If you answer yes to 1 and either 2 or 5, you have a real candidate.
Install or Quick-Start
Python versions:
pip install tool-result-cache # Python LRU+TTL cache
pip install agentvet # Python arg validator
pip install token-budget-pool # Python budget enforcer
Rust crate versions (same APIs via PyO3):
pip install tool-result-cache-rs
pip install agentvet-rs
# token-budget-pool is a native Rust crate; use cargo for native apps
Siblings Table
| Library | Language | When to use the Rust version |
|---|---|---|
tool-result-cache / tool-result-cache-rs
|
Python / Rust+PyO3 | 100+ RPS with concurrent agents hitting the cache |
agentvet / agentvet-rs
|
Python / Rust+PyO3 | Arg validation on every tool call at high QPS |
token-budget-pool |
Rust (PyO3 binding for Python) | Native app without Python runtime, or budget enforcement at extreme QPS |
llm-retry / llm-retry-rs
|
Python / Rust | Retry logic with backoff in a tight loop (rare: retries should be slow by design) |
agentguard / agentguard-rs
|
Python / Rust+PyO3 | Egress allowlist enforcement at gateway-level QPS |
What is Next
The migration tooling is the next investment. Porting requires writing a PyO3 wrapper, testing it against the Python test suite, and publishing to both PyPI and crates.io. That is about 4-6 hours of work per library. The goal is to create a template that reduces that to 2 hours.
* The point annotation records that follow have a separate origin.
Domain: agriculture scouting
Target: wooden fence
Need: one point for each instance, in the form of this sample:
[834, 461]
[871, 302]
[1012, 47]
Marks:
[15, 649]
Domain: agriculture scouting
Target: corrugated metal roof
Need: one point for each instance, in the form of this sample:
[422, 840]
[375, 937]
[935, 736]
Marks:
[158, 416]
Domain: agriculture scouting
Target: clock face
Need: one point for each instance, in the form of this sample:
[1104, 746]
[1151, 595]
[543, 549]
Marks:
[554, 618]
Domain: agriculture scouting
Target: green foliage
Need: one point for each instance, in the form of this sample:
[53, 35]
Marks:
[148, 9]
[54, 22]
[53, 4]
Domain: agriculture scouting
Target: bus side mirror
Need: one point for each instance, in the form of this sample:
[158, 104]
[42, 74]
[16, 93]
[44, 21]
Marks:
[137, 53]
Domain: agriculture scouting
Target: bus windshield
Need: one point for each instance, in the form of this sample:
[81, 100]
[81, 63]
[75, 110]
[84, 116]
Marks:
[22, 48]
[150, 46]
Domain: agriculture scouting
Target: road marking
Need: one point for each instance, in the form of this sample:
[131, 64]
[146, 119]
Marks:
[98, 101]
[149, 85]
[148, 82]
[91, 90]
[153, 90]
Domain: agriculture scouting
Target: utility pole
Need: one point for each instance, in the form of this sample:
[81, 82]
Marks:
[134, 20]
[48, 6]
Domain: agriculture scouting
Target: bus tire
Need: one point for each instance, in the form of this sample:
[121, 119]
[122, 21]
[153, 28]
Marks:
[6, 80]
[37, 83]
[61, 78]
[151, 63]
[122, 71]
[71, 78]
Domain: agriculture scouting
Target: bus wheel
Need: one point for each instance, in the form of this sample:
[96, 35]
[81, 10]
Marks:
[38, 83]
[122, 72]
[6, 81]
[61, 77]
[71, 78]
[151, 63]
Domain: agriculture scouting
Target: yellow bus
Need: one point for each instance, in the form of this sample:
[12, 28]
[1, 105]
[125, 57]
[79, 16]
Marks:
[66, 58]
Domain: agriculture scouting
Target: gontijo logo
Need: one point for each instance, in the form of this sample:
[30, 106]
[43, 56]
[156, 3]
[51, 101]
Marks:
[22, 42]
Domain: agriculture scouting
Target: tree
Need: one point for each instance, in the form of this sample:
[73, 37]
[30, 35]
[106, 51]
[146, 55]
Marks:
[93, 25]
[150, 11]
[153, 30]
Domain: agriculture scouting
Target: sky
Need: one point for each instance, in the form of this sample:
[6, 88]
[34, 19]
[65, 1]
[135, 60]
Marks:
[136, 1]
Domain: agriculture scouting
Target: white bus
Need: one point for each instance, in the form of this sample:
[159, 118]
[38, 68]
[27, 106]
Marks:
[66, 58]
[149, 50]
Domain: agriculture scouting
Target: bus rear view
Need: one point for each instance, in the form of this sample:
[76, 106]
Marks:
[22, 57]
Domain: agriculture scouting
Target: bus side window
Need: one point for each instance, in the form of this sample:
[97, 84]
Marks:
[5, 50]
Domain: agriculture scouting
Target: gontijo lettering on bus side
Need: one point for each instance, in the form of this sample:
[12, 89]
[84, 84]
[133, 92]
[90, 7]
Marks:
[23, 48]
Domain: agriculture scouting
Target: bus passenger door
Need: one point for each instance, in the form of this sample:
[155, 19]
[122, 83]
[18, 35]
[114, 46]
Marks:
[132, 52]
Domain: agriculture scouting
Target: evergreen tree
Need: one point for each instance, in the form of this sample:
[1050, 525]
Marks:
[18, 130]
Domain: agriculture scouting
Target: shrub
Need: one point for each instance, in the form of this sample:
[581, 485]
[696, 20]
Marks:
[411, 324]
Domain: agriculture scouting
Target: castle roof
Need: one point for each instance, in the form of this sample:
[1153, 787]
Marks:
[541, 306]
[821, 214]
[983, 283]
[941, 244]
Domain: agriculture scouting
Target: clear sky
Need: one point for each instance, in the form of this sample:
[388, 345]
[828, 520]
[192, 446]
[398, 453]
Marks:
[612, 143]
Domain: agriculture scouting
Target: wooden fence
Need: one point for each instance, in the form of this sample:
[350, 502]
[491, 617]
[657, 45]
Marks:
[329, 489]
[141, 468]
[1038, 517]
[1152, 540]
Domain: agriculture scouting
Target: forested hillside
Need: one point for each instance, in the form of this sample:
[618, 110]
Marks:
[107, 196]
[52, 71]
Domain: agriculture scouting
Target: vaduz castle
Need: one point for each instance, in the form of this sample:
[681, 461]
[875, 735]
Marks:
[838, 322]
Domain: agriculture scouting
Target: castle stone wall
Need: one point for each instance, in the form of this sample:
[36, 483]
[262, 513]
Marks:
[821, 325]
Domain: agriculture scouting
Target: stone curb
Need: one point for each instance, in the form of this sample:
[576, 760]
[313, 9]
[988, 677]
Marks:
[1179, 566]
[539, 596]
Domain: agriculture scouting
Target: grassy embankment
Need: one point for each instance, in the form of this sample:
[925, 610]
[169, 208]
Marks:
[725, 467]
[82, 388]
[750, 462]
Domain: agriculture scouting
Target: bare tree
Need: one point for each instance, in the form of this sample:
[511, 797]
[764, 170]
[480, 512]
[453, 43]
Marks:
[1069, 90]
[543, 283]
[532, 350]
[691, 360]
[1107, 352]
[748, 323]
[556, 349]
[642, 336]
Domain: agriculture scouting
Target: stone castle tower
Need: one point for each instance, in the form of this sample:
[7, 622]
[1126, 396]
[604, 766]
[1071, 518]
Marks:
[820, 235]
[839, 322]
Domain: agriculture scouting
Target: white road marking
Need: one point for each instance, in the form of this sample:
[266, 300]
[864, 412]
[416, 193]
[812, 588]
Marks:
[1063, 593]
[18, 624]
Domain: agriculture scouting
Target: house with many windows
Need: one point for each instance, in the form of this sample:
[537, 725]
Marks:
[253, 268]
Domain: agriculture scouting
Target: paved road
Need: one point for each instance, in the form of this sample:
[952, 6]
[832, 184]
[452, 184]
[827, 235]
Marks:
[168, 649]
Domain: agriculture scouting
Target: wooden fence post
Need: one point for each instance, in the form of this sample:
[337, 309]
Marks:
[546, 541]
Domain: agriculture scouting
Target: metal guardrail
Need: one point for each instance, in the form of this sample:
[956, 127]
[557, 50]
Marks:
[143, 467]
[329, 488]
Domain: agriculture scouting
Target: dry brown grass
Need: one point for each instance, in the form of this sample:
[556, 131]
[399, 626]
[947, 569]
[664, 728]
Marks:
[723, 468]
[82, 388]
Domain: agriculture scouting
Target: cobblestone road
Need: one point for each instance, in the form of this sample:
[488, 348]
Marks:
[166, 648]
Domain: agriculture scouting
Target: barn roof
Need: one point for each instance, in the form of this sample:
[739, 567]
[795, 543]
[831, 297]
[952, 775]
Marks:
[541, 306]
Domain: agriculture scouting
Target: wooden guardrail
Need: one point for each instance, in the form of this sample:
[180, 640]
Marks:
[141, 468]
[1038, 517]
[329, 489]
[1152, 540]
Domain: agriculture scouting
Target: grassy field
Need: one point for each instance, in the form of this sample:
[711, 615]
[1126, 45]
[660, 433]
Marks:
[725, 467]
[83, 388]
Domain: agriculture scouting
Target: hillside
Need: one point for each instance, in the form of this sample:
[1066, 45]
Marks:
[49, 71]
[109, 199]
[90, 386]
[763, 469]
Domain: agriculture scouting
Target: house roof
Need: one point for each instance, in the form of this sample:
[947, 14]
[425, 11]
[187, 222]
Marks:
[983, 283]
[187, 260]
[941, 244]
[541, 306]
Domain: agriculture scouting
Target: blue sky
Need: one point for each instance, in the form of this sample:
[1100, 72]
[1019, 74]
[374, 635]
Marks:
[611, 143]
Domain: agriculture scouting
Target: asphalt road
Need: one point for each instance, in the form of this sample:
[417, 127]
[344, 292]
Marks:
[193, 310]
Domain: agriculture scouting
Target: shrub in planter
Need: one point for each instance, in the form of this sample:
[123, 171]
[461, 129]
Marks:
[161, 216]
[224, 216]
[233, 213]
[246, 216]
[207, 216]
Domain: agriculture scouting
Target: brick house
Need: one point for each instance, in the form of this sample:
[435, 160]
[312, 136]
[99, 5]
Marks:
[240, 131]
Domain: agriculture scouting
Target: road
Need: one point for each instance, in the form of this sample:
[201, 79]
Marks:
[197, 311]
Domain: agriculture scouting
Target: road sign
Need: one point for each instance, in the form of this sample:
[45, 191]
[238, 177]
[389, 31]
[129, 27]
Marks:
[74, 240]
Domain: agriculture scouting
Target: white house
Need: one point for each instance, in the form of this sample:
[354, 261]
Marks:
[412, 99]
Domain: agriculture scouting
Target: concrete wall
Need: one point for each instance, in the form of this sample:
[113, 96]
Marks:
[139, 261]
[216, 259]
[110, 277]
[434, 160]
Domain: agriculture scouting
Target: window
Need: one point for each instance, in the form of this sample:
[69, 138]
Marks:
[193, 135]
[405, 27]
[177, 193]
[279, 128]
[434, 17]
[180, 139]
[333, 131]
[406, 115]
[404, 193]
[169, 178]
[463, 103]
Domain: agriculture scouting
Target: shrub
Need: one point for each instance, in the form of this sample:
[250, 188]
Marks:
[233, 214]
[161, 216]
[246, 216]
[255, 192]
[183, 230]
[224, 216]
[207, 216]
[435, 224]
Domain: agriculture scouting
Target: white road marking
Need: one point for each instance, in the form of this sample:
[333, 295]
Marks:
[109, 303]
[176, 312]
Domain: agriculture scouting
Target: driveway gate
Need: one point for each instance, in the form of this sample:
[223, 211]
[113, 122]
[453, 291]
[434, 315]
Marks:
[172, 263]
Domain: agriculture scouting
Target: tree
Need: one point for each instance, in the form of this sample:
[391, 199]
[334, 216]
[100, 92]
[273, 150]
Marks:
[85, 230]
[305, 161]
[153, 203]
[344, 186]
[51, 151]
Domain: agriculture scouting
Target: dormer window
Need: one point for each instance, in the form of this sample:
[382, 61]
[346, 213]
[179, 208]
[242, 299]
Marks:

A benchmark suite that runs both the Python and Rust versions against the same workload and outputs a comparison table is also planned. Right now, the before/after numbers above are from manual profiling. An automated benchmark would make the migration decision more objective.
If you are working through the Hermes Agent Challenge sprint and you have a performance-sensitive component, run a profiler first. If the bottleneck is your own code and not the LLM or network, reach for the Rust version. Otherwise, the Python version is simpler and easier to maintain.